The 17-year-old Hillsboro High School senior wears skirts, makeup and a long wig styled with bobby pins. She even started using the girls’ locker room to change for gym class, despite the school’s offer of a single-occupancy restroom.
“I am a girl. I am not going to be pushed away to another bathroom,” she told CNN affiliate KPLR.
In less than two weeks, however, it became clear she was not welcome in the locker room.
Because Perry has male anatomy, many students simply see her as a boy in a wig changing in the girls’ locker room — and that makes them uncomfortable. They whispered about her in hallways, complained to faculty and told their parents, who brought it up at the school board meeting on August 27.

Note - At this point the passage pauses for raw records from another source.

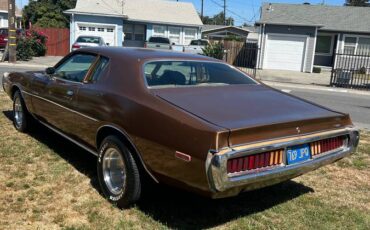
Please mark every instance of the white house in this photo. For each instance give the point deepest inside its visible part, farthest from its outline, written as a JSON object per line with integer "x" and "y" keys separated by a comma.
{"x": 132, "y": 22}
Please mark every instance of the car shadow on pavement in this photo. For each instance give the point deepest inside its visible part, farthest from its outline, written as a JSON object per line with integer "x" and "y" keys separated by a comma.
{"x": 170, "y": 206}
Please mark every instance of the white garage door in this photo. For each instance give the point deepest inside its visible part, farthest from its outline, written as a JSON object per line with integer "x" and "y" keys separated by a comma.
{"x": 285, "y": 52}
{"x": 108, "y": 33}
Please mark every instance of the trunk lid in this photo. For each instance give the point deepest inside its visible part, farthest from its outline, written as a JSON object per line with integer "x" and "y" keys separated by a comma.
{"x": 253, "y": 112}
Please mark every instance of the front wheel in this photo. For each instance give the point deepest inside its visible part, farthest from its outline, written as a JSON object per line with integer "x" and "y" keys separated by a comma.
{"x": 118, "y": 173}
{"x": 21, "y": 117}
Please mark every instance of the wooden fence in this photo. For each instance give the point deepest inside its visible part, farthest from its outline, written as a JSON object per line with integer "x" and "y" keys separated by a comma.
{"x": 58, "y": 41}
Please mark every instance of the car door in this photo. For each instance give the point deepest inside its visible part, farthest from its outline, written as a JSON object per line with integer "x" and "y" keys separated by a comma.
{"x": 59, "y": 97}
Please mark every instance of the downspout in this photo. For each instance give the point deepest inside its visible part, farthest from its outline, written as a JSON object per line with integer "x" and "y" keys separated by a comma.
{"x": 314, "y": 50}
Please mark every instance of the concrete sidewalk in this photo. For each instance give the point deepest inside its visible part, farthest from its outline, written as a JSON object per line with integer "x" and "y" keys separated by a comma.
{"x": 36, "y": 62}
{"x": 285, "y": 76}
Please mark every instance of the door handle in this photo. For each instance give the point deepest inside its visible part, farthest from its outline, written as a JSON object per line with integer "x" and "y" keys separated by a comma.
{"x": 70, "y": 93}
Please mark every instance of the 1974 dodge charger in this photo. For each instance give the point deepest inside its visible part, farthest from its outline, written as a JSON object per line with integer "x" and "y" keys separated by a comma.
{"x": 185, "y": 120}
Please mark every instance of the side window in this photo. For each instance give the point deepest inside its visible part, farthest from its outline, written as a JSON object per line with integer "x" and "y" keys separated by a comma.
{"x": 76, "y": 67}
{"x": 99, "y": 69}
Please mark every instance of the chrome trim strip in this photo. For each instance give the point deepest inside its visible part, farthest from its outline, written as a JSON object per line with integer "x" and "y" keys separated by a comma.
{"x": 136, "y": 150}
{"x": 73, "y": 111}
{"x": 223, "y": 183}
{"x": 70, "y": 139}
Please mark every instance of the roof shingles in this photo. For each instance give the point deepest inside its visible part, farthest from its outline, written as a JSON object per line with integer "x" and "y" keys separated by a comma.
{"x": 329, "y": 18}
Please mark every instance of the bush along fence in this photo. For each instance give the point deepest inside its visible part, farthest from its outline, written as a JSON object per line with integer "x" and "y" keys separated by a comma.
{"x": 352, "y": 68}
{"x": 240, "y": 54}
{"x": 31, "y": 44}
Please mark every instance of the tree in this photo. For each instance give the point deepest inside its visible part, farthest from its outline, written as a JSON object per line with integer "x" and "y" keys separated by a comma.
{"x": 48, "y": 13}
{"x": 218, "y": 19}
{"x": 357, "y": 3}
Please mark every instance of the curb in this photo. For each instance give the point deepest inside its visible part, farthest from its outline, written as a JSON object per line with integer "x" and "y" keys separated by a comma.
{"x": 316, "y": 87}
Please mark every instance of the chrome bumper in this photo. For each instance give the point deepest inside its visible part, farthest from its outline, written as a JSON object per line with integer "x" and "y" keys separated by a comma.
{"x": 224, "y": 184}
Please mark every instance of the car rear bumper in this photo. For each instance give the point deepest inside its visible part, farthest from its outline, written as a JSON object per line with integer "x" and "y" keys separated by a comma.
{"x": 223, "y": 184}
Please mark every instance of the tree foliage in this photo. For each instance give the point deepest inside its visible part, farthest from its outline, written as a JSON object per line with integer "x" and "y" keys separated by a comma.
{"x": 357, "y": 3}
{"x": 218, "y": 19}
{"x": 48, "y": 13}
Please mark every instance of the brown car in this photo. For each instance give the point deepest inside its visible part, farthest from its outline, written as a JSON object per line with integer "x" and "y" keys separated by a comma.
{"x": 185, "y": 120}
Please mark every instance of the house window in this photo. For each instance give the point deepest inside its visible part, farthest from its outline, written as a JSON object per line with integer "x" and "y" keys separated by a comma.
{"x": 190, "y": 34}
{"x": 363, "y": 47}
{"x": 159, "y": 31}
{"x": 128, "y": 30}
{"x": 324, "y": 44}
{"x": 174, "y": 34}
{"x": 350, "y": 45}
{"x": 139, "y": 31}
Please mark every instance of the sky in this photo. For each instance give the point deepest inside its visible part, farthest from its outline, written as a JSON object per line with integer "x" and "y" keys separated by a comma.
{"x": 241, "y": 10}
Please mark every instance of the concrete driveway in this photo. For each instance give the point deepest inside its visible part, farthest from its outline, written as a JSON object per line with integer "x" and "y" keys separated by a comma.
{"x": 287, "y": 76}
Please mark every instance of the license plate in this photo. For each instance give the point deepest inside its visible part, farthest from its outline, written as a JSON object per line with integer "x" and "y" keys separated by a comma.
{"x": 298, "y": 153}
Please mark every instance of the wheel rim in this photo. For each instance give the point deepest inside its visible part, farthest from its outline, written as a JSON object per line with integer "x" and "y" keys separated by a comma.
{"x": 114, "y": 171}
{"x": 18, "y": 112}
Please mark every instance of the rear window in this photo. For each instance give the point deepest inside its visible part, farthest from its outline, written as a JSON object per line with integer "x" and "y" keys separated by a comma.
{"x": 165, "y": 74}
{"x": 159, "y": 40}
{"x": 88, "y": 40}
{"x": 198, "y": 43}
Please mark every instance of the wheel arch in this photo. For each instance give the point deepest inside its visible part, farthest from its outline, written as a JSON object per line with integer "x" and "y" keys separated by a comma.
{"x": 107, "y": 130}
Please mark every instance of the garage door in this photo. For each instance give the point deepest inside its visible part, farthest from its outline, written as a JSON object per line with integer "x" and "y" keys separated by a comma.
{"x": 285, "y": 52}
{"x": 108, "y": 33}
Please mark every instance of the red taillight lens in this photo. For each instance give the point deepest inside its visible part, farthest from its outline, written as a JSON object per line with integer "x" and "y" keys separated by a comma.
{"x": 326, "y": 145}
{"x": 255, "y": 161}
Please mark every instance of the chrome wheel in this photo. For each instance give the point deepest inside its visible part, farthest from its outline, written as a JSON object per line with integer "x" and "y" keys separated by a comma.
{"x": 114, "y": 171}
{"x": 18, "y": 112}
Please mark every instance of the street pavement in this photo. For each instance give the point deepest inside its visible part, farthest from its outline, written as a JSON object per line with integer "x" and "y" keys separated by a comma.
{"x": 354, "y": 102}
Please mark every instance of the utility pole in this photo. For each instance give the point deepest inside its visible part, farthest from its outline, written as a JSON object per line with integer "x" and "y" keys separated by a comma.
{"x": 12, "y": 35}
{"x": 201, "y": 11}
{"x": 225, "y": 13}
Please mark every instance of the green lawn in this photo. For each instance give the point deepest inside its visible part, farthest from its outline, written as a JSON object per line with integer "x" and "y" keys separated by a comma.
{"x": 48, "y": 183}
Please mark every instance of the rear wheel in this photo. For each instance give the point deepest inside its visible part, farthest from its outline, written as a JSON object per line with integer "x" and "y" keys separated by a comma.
{"x": 21, "y": 117}
{"x": 118, "y": 173}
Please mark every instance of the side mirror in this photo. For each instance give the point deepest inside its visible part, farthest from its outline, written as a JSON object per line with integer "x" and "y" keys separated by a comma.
{"x": 50, "y": 70}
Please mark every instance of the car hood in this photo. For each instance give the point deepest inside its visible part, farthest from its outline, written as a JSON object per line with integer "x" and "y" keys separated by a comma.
{"x": 243, "y": 106}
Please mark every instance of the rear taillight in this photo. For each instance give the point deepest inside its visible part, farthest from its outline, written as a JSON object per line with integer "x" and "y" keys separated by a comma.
{"x": 326, "y": 145}
{"x": 255, "y": 161}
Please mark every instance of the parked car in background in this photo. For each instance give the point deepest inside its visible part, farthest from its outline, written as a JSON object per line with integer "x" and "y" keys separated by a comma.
{"x": 88, "y": 41}
{"x": 196, "y": 46}
{"x": 4, "y": 36}
{"x": 186, "y": 120}
{"x": 158, "y": 43}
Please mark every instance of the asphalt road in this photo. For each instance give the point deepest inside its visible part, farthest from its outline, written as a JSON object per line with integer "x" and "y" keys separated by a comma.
{"x": 358, "y": 106}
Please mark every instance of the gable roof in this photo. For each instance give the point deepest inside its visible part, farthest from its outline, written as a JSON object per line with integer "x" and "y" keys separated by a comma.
{"x": 329, "y": 18}
{"x": 155, "y": 11}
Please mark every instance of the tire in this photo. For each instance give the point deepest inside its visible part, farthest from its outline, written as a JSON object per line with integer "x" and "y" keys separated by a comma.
{"x": 118, "y": 173}
{"x": 21, "y": 117}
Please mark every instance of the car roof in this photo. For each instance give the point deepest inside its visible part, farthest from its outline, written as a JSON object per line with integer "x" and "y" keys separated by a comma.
{"x": 145, "y": 54}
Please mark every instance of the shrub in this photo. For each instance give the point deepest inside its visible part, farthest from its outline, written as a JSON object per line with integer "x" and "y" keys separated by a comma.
{"x": 31, "y": 44}
{"x": 316, "y": 70}
{"x": 214, "y": 50}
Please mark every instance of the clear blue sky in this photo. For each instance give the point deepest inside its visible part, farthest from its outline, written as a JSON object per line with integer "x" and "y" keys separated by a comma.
{"x": 241, "y": 10}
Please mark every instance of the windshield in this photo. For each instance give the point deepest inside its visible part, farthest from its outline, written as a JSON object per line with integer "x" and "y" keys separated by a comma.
{"x": 88, "y": 40}
{"x": 159, "y": 40}
{"x": 165, "y": 74}
{"x": 198, "y": 43}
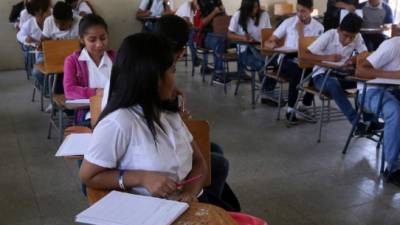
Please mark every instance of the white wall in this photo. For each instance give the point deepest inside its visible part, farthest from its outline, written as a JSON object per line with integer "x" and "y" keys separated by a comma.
{"x": 119, "y": 14}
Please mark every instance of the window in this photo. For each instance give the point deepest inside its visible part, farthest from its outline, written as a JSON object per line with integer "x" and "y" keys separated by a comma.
{"x": 395, "y": 5}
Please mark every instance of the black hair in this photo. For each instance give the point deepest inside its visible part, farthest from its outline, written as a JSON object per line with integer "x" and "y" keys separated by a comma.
{"x": 351, "y": 23}
{"x": 246, "y": 10}
{"x": 306, "y": 3}
{"x": 141, "y": 63}
{"x": 39, "y": 5}
{"x": 175, "y": 29}
{"x": 91, "y": 20}
{"x": 62, "y": 11}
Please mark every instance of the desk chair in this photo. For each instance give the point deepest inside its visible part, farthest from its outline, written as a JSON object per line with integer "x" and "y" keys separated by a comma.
{"x": 376, "y": 136}
{"x": 55, "y": 52}
{"x": 325, "y": 110}
{"x": 220, "y": 26}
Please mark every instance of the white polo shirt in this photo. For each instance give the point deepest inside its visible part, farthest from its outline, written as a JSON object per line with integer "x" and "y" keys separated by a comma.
{"x": 82, "y": 7}
{"x": 122, "y": 140}
{"x": 186, "y": 11}
{"x": 156, "y": 8}
{"x": 98, "y": 75}
{"x": 30, "y": 28}
{"x": 252, "y": 29}
{"x": 288, "y": 30}
{"x": 386, "y": 57}
{"x": 329, "y": 44}
{"x": 50, "y": 29}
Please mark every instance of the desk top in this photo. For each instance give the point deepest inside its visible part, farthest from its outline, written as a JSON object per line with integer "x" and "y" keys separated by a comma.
{"x": 49, "y": 69}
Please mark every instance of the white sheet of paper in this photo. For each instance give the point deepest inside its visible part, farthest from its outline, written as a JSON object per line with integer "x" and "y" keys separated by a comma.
{"x": 74, "y": 144}
{"x": 384, "y": 81}
{"x": 344, "y": 12}
{"x": 118, "y": 208}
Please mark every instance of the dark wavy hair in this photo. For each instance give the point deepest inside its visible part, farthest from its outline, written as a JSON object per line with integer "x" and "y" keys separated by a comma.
{"x": 141, "y": 62}
{"x": 246, "y": 9}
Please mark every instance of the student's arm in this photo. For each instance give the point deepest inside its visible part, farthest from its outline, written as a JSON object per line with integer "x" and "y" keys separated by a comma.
{"x": 199, "y": 167}
{"x": 72, "y": 88}
{"x": 368, "y": 71}
{"x": 206, "y": 20}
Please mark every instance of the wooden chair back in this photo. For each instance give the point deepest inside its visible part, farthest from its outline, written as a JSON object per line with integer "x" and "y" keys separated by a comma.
{"x": 283, "y": 9}
{"x": 220, "y": 24}
{"x": 55, "y": 51}
{"x": 304, "y": 42}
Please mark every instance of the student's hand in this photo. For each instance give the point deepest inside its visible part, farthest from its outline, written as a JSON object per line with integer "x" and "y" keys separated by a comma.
{"x": 334, "y": 58}
{"x": 159, "y": 184}
{"x": 186, "y": 196}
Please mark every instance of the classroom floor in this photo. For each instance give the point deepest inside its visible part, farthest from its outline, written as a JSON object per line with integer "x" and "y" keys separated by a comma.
{"x": 280, "y": 174}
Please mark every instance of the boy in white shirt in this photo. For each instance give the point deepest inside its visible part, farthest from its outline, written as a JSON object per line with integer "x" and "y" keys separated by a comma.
{"x": 301, "y": 25}
{"x": 80, "y": 7}
{"x": 153, "y": 8}
{"x": 337, "y": 45}
{"x": 62, "y": 24}
{"x": 385, "y": 63}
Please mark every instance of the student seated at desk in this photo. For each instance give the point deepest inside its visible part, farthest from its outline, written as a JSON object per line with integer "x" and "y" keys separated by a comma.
{"x": 337, "y": 45}
{"x": 376, "y": 14}
{"x": 385, "y": 63}
{"x": 153, "y": 8}
{"x": 62, "y": 24}
{"x": 86, "y": 72}
{"x": 80, "y": 7}
{"x": 245, "y": 26}
{"x": 137, "y": 145}
{"x": 301, "y": 25}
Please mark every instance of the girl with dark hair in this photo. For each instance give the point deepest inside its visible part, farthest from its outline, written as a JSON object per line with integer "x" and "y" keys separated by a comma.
{"x": 87, "y": 71}
{"x": 245, "y": 26}
{"x": 138, "y": 146}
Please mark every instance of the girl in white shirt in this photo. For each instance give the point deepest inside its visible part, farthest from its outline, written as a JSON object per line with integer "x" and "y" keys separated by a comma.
{"x": 137, "y": 145}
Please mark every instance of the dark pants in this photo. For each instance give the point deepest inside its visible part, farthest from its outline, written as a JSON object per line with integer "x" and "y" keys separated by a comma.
{"x": 293, "y": 72}
{"x": 372, "y": 41}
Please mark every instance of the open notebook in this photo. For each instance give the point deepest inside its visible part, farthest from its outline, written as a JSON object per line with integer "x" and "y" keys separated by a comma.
{"x": 118, "y": 208}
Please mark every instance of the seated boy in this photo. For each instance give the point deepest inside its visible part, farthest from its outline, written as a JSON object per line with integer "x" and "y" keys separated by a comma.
{"x": 62, "y": 24}
{"x": 300, "y": 25}
{"x": 376, "y": 14}
{"x": 385, "y": 63}
{"x": 337, "y": 45}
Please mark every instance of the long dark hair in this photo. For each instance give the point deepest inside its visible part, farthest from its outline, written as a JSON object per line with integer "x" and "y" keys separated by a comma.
{"x": 141, "y": 63}
{"x": 246, "y": 10}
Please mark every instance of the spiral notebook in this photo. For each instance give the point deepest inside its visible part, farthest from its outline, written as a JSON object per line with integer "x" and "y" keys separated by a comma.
{"x": 118, "y": 208}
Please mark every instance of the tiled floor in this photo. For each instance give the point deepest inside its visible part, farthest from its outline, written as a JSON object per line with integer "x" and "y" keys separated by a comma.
{"x": 280, "y": 174}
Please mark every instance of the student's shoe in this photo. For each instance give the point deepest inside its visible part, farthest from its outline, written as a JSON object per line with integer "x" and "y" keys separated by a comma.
{"x": 291, "y": 118}
{"x": 393, "y": 177}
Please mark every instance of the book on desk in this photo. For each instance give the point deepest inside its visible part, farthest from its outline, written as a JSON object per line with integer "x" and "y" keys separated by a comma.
{"x": 118, "y": 208}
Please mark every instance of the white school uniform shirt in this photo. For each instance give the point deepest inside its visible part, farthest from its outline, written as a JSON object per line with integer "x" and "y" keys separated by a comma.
{"x": 329, "y": 44}
{"x": 50, "y": 29}
{"x": 30, "y": 28}
{"x": 98, "y": 75}
{"x": 122, "y": 140}
{"x": 82, "y": 7}
{"x": 186, "y": 11}
{"x": 156, "y": 8}
{"x": 386, "y": 57}
{"x": 24, "y": 16}
{"x": 252, "y": 29}
{"x": 288, "y": 30}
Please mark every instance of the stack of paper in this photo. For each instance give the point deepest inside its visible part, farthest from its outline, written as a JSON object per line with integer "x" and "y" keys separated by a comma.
{"x": 119, "y": 208}
{"x": 74, "y": 144}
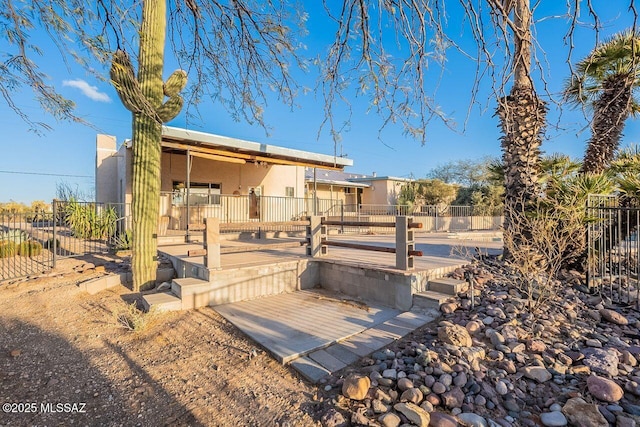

In a petition read aloud, one parent asked the board to stop extending privileges to “confused teenagers who want to be something they are not sexually” at other students’ expense. Another parent, insinuating that the board was avoiding liability, asked which side it would support if he sues them for violating his right to “parent” as he chooses.
When they didn’t get the response they had hoped for, a group of students organized a walkout Monday with their parents’ support. The protest made national headlines, casting a large spotlight on this small town of 2,900 people about 30 miles south of St. Louis with “more wild mice than people,” as one resident described Hillsboro.
In response, Perry and her supporters organized a rally Friday at Hillsboro Park where she addressed the controversy. She thanked her classmates for bringing attention to her story and giving her a platform “to be a part of helping and inspiring other trans and gender nonconforming young people.”